The Pelopidas proposal this week essentially marks a return its original Unigov plan, in a somewhat modified form. The proposal would “superimpose” a new governmental entity, a Metro City over St. Louis city and county with one mayor, one prosecuting attorney, one assessor and 33 council members.

The new regional entity would take over all major government functions including law enforcement, municipal courts, road and bridges, and economic development, and would have authority over sales taxes.

Existing county municipalities like Chesterfield and Clayton would continue to exist; with responsibility for parks and recreation, trash collection, recycling and some permitting or zoning functions.
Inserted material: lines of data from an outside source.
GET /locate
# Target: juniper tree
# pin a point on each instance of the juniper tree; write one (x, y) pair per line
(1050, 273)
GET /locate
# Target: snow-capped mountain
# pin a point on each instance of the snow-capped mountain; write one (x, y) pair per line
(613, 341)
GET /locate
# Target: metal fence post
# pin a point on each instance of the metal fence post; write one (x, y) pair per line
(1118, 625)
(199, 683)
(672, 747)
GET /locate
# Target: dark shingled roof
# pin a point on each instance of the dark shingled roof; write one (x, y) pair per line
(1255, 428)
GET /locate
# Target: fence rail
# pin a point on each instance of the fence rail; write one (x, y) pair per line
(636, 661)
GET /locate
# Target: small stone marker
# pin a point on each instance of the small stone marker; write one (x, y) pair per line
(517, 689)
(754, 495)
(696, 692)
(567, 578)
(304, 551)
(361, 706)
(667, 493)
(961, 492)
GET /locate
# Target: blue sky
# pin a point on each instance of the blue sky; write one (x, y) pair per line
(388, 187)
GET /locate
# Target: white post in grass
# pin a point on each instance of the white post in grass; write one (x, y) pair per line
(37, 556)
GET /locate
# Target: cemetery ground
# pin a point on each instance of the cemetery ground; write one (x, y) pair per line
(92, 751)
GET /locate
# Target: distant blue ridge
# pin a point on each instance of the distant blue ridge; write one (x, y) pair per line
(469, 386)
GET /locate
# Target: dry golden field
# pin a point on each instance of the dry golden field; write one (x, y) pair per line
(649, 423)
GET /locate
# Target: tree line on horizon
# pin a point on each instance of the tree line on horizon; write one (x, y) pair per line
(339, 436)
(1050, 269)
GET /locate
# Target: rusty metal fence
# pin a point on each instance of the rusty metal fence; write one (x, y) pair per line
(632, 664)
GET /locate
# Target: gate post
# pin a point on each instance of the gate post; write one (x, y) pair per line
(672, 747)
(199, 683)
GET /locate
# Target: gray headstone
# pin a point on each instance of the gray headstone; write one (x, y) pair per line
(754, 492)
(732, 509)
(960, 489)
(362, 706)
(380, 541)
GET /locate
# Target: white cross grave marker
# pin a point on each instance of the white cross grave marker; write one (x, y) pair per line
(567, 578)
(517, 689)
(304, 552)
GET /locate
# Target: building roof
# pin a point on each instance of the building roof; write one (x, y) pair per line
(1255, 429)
However, in budget analysis meetings over the past month, city managers have been warning that without funding from the county’s sales tax pool, many municipalities will wither and die.

Even before this week’s announcement, efforts to fight or counter the Pelopidas plan were mounting up.

Resolutions to prohibit a statewide vote on a city-county merger had already been introduced in the Missouri House by Rep. Shamed Dogan (R-Ballwin) and in the Senate by Minority Leader Gina Walsh (D-Bellefontaine Neighbors). Both filed similar bills last year. However, with legislators across the state now openly opposing the Pelopdias plan, the legislation could be enacted this year, Rep. Dogan said.

In addition to allowing St. Louis into the county, the alternative merger proposal released Jan. 4 by St. Louis County Police Chief Belmar would consolidate the city and county police departments and specifically add the city to the county sales tax pool. Police and financial resources would be directed primarily to the city’s downtown area, the chief notes.

Seventh District St. Louis County Councilman Mark Harder, on Jan. 15, introduce legislation for a non-binding referendum; asking county voters if they want a statewide vote on a city-county merger. It would appear on the county’s April 2020 election ballot. The legislation was tabled during the council’s Jan. 22 meeting.

The Municipal League of Metro St. Louis, and 43 of its member municipalities, have passed resolutions against a statewide merger vote.

Under the league’s call for a Board of Freeholders, a special body would be formed to consider possible changes in the area’s governmental structure. Those could include a re-entry of the city into the county, consolidation of county municipalities into clusters – such as under the Pelopidas incremental plan, other proposals, or no changes at all.

While previous Boards of Freeholders have been made up only of St. Louis County voters, the proposed board would include members appointed by both St. Louis County Executive Steve Stenger and St. Louis Mayor Lyda Krewson.

The league called for a Board of Freeholders during a special meeting Jan. 24.

Missouri Municipal League members are considering a range of actions — local or statewide information campaigns — to be announced shortly.